Stimulate Change

To move from addiction to recovery requires change. We are exploring new scientific methods to stimulate meaningful change that can help ensure success in recovery – and to revolutionize the treatment of addiction.

Stimulant addicts often exhibit deficits in executive functioning. Executive functions include complex thought processes such as planning, working memory, and decision making. In this series of studies, we are examining whether training individual executive functions in stimulant addicts can improve that executive function, other executive functions, and/or clinically relevant behaviors related to stimulant addiction.

Executive function therapy for alcohol dependence

As with stimulant addicts, alcohol dependent individuals exhibit deficits in executive functioning. In this parallel study to the one above, we are examining whether executive function training can produce positive benefits among alcohol dependent individuals.

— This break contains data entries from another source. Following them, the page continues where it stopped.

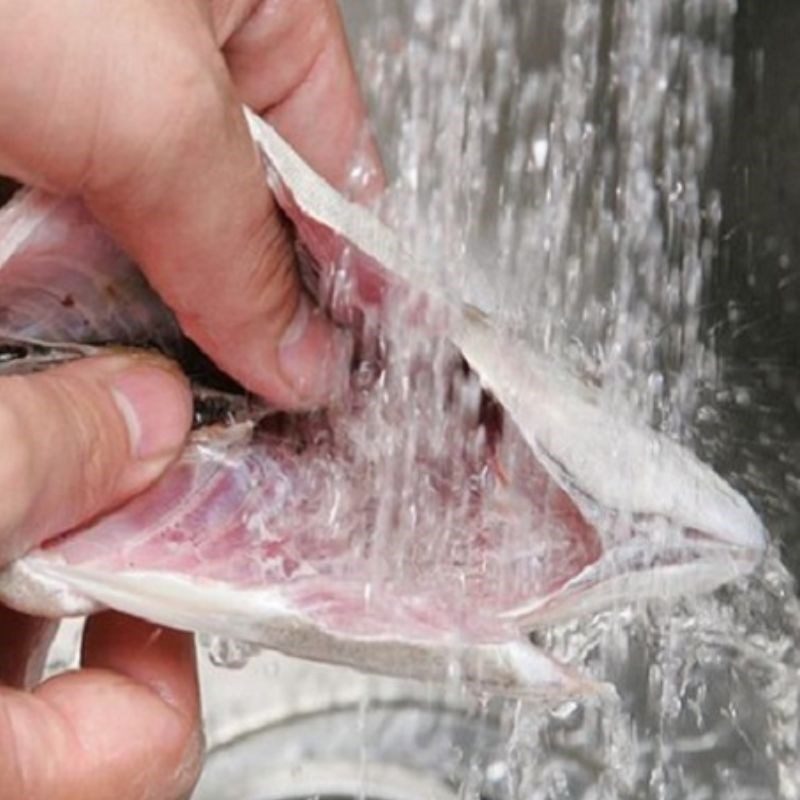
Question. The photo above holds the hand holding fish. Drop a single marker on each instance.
(136, 107)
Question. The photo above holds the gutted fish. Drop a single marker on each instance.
(268, 529)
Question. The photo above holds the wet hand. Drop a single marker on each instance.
(136, 105)
(77, 440)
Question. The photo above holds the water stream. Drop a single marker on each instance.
(565, 165)
(562, 164)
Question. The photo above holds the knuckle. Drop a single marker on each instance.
(94, 442)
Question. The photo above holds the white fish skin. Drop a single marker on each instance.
(637, 516)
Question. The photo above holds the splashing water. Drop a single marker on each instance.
(557, 164)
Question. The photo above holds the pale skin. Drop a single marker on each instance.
(135, 106)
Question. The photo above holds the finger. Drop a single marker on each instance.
(81, 438)
(147, 125)
(124, 728)
(290, 61)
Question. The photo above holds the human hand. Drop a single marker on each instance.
(136, 105)
(77, 440)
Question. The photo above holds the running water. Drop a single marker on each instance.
(558, 164)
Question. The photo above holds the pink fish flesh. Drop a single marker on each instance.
(268, 528)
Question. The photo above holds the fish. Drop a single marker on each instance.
(267, 529)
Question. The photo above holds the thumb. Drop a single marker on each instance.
(81, 438)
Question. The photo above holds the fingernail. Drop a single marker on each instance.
(314, 355)
(156, 407)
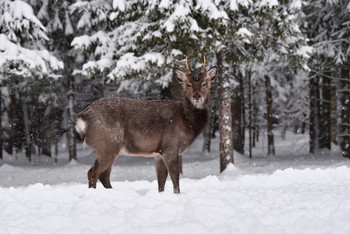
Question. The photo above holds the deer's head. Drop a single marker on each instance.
(196, 85)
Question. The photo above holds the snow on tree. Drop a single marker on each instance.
(326, 24)
(24, 60)
(21, 49)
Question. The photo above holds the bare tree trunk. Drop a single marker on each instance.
(11, 117)
(325, 120)
(210, 130)
(344, 136)
(225, 121)
(269, 117)
(250, 115)
(334, 112)
(314, 114)
(237, 123)
(2, 135)
(28, 142)
(72, 149)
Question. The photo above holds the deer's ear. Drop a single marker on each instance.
(211, 74)
(180, 75)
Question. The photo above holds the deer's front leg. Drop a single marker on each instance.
(172, 163)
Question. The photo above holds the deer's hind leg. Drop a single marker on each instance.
(162, 173)
(172, 163)
(105, 176)
(102, 169)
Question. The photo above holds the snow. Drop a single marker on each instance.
(291, 193)
(33, 59)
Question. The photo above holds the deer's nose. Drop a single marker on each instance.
(197, 96)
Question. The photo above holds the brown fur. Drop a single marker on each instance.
(160, 129)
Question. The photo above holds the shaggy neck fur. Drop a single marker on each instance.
(197, 118)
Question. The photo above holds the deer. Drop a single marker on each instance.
(161, 129)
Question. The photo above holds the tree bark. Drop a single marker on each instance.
(344, 136)
(314, 114)
(237, 123)
(269, 117)
(2, 135)
(72, 149)
(28, 142)
(225, 121)
(325, 120)
(250, 115)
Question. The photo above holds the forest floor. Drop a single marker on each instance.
(292, 192)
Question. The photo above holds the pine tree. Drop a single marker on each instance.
(326, 26)
(24, 62)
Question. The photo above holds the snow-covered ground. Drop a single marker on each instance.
(293, 192)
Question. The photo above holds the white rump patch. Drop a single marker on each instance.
(80, 127)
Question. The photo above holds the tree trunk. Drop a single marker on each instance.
(269, 117)
(344, 136)
(11, 118)
(314, 114)
(334, 112)
(237, 123)
(325, 120)
(2, 135)
(72, 149)
(210, 130)
(250, 115)
(225, 121)
(28, 142)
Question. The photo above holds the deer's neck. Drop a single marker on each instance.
(196, 118)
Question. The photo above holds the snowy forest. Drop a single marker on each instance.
(285, 64)
(274, 157)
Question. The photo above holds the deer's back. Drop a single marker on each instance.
(140, 127)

Effects of brain stimulation on cognitive performance

Areas in the prefrontal cortex of the brain are known to be active while people are using their working memory or while exhibiting self-control. In this study, we are examining whether non-invasively stimulating these areas of the brain with transcranial magnetic stimulation (TMS) will alter working memory capacity or self-control. We are using functional magnetic imaging (fMRI) to measure any changes in brain activation produced by TMS.

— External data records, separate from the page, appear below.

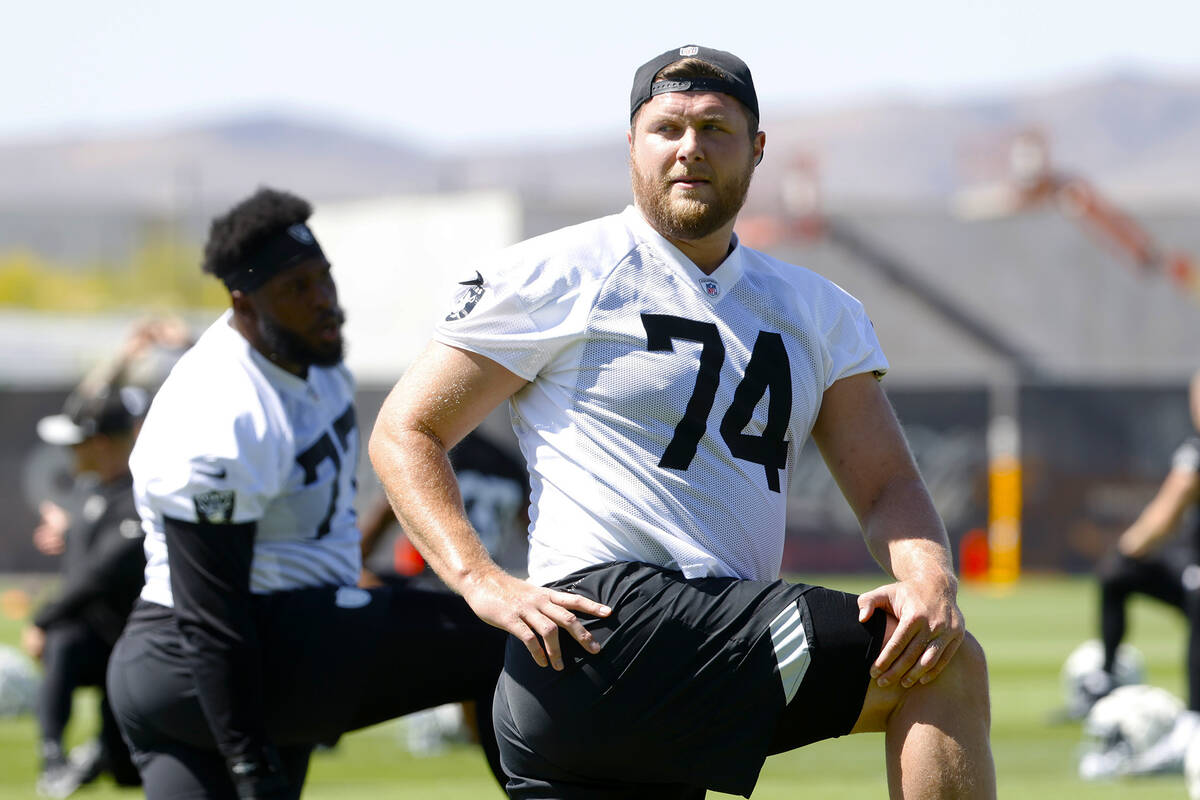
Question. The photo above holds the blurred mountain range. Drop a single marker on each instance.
(1137, 136)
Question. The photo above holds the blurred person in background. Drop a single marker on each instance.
(661, 379)
(1159, 558)
(102, 561)
(251, 643)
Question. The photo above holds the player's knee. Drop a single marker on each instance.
(965, 679)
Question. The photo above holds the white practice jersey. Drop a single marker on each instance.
(667, 407)
(232, 438)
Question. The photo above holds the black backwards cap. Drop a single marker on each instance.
(737, 82)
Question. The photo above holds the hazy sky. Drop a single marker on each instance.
(455, 74)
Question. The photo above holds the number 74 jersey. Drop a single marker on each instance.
(666, 408)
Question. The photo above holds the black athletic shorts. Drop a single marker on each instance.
(334, 660)
(690, 690)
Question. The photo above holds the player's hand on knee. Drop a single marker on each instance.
(535, 614)
(929, 630)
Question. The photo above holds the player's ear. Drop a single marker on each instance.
(243, 306)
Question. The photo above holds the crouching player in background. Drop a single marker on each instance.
(250, 642)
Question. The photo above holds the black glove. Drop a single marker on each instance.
(259, 776)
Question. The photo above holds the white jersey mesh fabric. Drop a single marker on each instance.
(233, 438)
(666, 407)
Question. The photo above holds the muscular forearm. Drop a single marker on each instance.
(421, 487)
(905, 534)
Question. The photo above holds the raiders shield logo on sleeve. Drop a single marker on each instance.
(468, 298)
(215, 507)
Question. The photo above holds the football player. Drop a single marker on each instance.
(250, 642)
(661, 379)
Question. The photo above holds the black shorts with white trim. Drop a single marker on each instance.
(690, 690)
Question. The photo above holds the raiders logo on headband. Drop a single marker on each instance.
(301, 234)
(215, 507)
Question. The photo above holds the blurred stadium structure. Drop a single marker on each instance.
(1041, 382)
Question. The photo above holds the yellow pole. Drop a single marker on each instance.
(1003, 500)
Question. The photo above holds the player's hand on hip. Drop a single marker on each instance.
(534, 614)
(929, 630)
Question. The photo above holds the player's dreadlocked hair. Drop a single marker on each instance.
(685, 68)
(246, 226)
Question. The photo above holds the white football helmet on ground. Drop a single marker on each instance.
(1129, 732)
(1084, 680)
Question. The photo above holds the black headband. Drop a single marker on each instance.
(277, 252)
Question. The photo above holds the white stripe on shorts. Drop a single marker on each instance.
(791, 649)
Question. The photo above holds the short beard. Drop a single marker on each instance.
(689, 220)
(292, 348)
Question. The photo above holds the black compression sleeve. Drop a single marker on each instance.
(210, 585)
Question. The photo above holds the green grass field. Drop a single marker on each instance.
(1027, 633)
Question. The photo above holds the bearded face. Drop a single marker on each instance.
(691, 160)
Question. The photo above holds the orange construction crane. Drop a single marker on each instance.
(1033, 182)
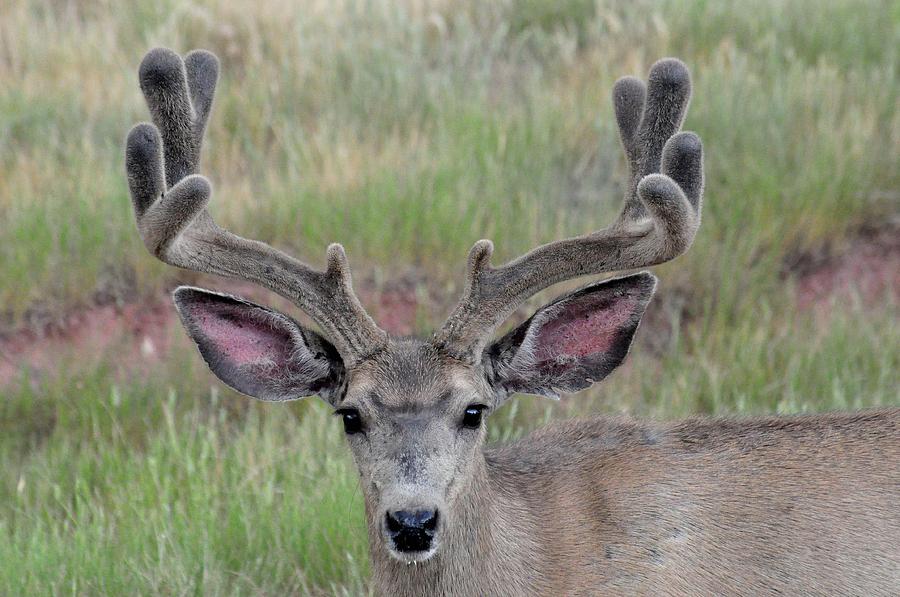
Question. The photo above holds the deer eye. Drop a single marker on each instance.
(472, 416)
(352, 420)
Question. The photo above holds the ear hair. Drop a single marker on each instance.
(573, 342)
(258, 351)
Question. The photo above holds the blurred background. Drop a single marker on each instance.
(408, 130)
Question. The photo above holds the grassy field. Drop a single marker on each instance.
(408, 130)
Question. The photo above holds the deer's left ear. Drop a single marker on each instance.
(573, 342)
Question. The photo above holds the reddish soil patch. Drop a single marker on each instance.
(867, 268)
(141, 333)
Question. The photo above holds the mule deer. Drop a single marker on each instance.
(794, 505)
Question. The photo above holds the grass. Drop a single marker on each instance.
(440, 122)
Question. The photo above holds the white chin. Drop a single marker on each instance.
(412, 558)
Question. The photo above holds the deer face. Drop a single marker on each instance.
(414, 415)
(414, 419)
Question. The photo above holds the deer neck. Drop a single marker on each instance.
(489, 549)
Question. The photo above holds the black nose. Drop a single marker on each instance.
(411, 531)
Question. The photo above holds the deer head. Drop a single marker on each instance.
(413, 409)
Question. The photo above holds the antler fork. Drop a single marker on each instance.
(170, 201)
(658, 222)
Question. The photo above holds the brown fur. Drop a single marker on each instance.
(806, 505)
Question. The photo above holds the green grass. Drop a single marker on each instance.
(441, 123)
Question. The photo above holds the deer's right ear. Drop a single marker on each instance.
(573, 342)
(258, 351)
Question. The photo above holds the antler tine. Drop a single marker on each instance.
(658, 221)
(170, 202)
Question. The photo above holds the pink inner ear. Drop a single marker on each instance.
(586, 326)
(242, 336)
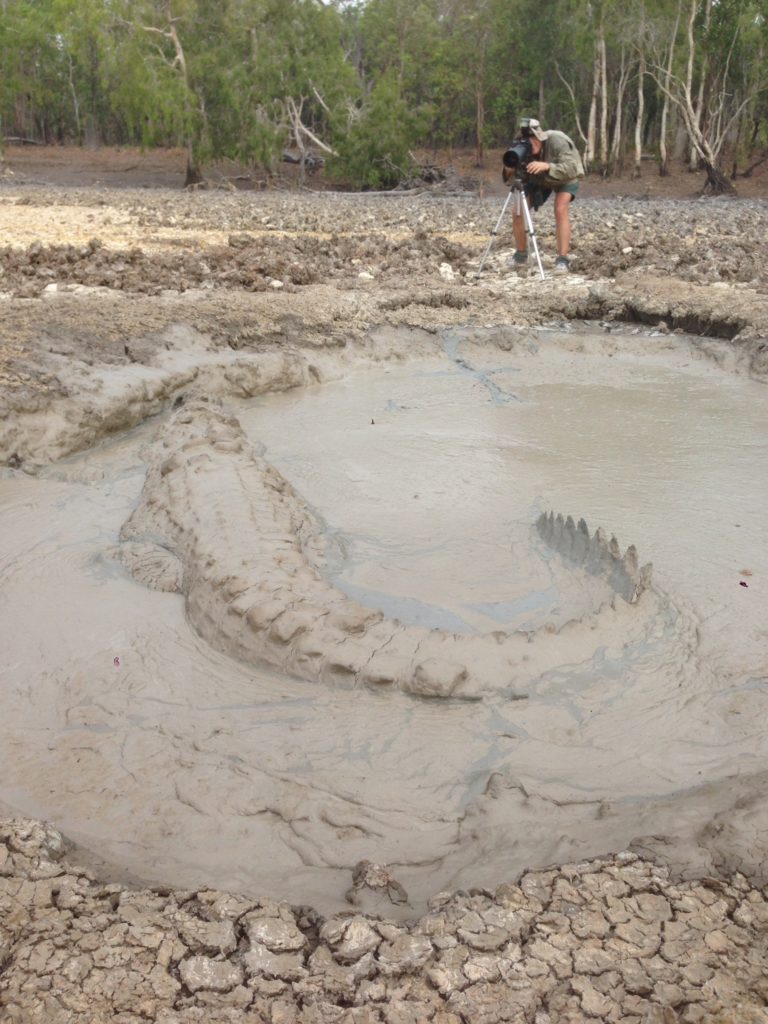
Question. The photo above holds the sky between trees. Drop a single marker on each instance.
(365, 84)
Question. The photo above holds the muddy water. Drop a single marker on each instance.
(178, 763)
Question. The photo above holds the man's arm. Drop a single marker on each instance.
(563, 162)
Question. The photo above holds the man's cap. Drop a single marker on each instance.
(531, 127)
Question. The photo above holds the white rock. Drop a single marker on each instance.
(213, 976)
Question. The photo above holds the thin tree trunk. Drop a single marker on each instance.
(616, 146)
(603, 101)
(664, 169)
(640, 115)
(592, 124)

The proposed project will provide new information about the repair of alcohol-dependent individuals’ self- control via working memory training and neurofeedback (real-time fMRI). By examining the brain regions that underlie impaired self-control before, during, and after intervention, we expect to provide novel insights into the neurobiology of self-control repair. We believe that a greater understanding of these neural mechanisms could lead to new and refined treatments for the pathologic decision-making seen in alcohol dependence.